不幸な連絡そして

加奈の姿が学校から消えて3か月が過ぎた。

俺と利香ちゃんの距離はお互い遠慮してしまって全然縮まっていない。

「ねえ〜 裕二君今晩の花火大会、一緒に行かない?」

利香ちゃんから誘ってもらって嬉しかった。

「行く! 利香ちゃんとならどこでも行く!」

「それじゃ七時に会場の橋で待ちあわせしよ!」

「ウン分かったよ。」

利香ちゃんとデートだ!


浮かれてボッ〜としていたら、電話がかかってきた。

・・・誰だろ?


「もしもし、裕二君ですか?私は加奈の父親の竜也です。」


「・・・はい? 加奈さんどうしました?」


「加奈は今朝、息をひきとりました。裕二君だけには伝えて欲しいと加奈が言ってたので・・・」


「エッ・・・?そんな?」


「加奈は裕二君にボロボロになった私の姿を見てほしくない。と言っていました。」

「そして、“先に地獄に行ってるから死んだら迎えに来てほしい。”と言ってました。」


「わざわざ伝えて頂きありがとうございました。」

「そして、何も力になれなくて申し訳ありませんでした。」


「いえ!今まで加奈を支えて頂いてありがとうございました。」


俺は全身の力が抜けて、ただただむせび泣いた。

泣き疲れてフッと時計を見たら、利香ちゃんとの約束の時間が迫っていた。


さっきまでと違い、花火大会が楽しめるか自信が無かったが、俺は約束の場所に向かった。

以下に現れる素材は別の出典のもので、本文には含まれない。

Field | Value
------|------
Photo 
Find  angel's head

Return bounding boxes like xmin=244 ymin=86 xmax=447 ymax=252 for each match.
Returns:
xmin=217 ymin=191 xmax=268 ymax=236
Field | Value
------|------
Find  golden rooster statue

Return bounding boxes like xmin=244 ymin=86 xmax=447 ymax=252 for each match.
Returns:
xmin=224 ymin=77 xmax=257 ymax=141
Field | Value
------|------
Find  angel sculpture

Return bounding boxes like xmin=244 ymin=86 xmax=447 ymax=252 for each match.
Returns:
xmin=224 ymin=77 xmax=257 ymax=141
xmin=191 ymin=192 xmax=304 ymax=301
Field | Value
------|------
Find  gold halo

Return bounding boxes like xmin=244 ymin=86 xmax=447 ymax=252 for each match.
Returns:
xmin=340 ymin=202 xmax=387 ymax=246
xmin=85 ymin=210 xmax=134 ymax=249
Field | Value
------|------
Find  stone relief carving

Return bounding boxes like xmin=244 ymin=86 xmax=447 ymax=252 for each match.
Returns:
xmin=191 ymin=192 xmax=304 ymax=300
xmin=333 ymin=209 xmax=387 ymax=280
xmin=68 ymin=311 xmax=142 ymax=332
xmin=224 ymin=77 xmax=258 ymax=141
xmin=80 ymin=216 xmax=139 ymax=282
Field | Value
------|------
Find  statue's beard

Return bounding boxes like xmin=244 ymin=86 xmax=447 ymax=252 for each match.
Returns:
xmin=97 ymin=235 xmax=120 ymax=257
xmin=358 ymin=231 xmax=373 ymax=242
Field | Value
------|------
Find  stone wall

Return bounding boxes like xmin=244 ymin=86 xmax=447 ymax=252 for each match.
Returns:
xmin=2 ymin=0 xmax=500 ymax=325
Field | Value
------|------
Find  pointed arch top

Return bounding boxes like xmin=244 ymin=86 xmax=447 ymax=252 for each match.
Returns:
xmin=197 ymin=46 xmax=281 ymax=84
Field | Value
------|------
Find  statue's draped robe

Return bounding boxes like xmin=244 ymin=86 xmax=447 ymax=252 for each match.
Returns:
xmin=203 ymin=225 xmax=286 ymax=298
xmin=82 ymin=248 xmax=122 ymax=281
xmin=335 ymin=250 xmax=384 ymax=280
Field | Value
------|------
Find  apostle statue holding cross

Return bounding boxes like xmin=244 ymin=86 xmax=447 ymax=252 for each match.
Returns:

橋には淡いピンク色の浴衣姿の利香ちゃんが居て、俺を見つけて手を振って近づいてきた。

「どうしたの?目が腫れてるみたいだけど・・・」

俺は利香ちゃんに加奈が亡くなった事を告げると、利香ちゃんからもポツリと涙がこぼれた。

俺も利香ちゃんもただボォ〜として花火を見上げる事しかできなかった。

花火もクライマックスに差し掛かる頃、利香ちゃんが俺の手をギュッと握りしめて呟いた。

「加奈と最後に誓った事おぼえてる?」


「ウン覚えてる。」


「私が加奈に代わって裕二君を幸せにするから裕二君も私だけ見ていて。」


俺は気が付くと利香ちゃんを抱きしめてた。